Banque Misr Final Project.

Project Overview

• The Library Management System is an application developed using Python and Flask, designed to streamline the management of a library's catalogue. The system allows users to add, view, search, borrow, and return books with ease. A key feature of this project is its robust DevOps pipeline, which supports continuous integration, continuous deployment, infrastructure automation, monitoring, and alerting, ensuring seamless updates and efficient operations across environments.

Technologies

• Flask: A lightweight WSGI web application framework used to implement the application.
• Docker: Used for creating, deploying, and running the application using containerization.
• Kubernetes: Used to automate deploying, scaling, and managing containerized applications.
• Ansible: Configuration management, and application-deployment tool.
• Bash: Used for Automate the deployment of Dockerfile.
• AWS: Amazon Web Services is used for on-demand cloud computing platforms and APIs.
• Terraform: Infrastructure as code software tool that provides a consistent CLI workflow to manage hundreds of cloud services.
• Jenkins: Automate the parts of software development related to building, testing, and deploying, facilitating CI - CD.
• Prometheus: Monitoring and alerting toolkit.
• Grafana: It allows you to query, visualize, alert on, and understand your metrics no matter where they are stored.

Installation

1. Clone the repository:

   git clone https://github.com/ahmedalaa14/Complete-CI-CD
   cd Complete-CI-CD
   cd app

2. Install Python dependencies:

   pip install -r requirements.txt

Usage

Running the Application Locally

To run the application on your local machine:

1. Start the Flask application:

   python app.py

2. Access the application:

   Open your browser and navigate to http://localhost:5000.

• It Should be like That.

Docker

• Used to containerize the application

1. Build the Docker image:

   docker build -t ahmedalaa14/flask-app-mini .

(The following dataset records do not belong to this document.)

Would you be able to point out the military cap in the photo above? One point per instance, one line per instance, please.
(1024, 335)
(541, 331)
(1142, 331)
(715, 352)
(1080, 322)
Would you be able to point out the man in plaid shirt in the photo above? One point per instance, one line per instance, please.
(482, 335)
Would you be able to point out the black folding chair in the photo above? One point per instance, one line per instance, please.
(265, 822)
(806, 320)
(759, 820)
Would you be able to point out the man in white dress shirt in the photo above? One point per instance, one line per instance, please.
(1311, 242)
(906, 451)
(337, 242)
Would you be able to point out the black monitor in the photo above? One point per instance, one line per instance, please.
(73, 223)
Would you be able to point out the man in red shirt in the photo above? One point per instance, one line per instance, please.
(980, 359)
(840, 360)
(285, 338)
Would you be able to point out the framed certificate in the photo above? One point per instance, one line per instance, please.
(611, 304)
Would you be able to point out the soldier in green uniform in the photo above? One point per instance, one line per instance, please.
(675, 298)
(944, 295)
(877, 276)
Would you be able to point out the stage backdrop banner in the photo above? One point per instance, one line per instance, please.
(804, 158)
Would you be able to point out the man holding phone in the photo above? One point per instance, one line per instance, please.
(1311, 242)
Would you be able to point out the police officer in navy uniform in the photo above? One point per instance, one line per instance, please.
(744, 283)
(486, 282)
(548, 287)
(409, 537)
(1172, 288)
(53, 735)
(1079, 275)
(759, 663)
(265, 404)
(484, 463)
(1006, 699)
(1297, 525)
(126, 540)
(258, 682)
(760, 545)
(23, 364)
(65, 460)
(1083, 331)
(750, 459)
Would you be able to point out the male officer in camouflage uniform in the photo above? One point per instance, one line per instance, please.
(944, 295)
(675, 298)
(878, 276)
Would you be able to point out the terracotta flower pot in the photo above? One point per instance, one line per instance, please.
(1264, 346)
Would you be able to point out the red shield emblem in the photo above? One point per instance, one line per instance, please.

2. Run the Docker container:

   docker run -d --name python-app -p 5000:5000 ahmedalaa14/flask-app-mini

3. Push Docker Image to DockerHub

   docker push ahmedalaa14/flask-app-mini

4. Access the application:

   Open your browser and navigate to http://localhost:5000.

Bouns In Docker

• we created a multi-stage dockerfile contains build stage and production stage.

• the benefits of that are Smaller Image Size, Faster Deployments, Improved Security and Better Caching.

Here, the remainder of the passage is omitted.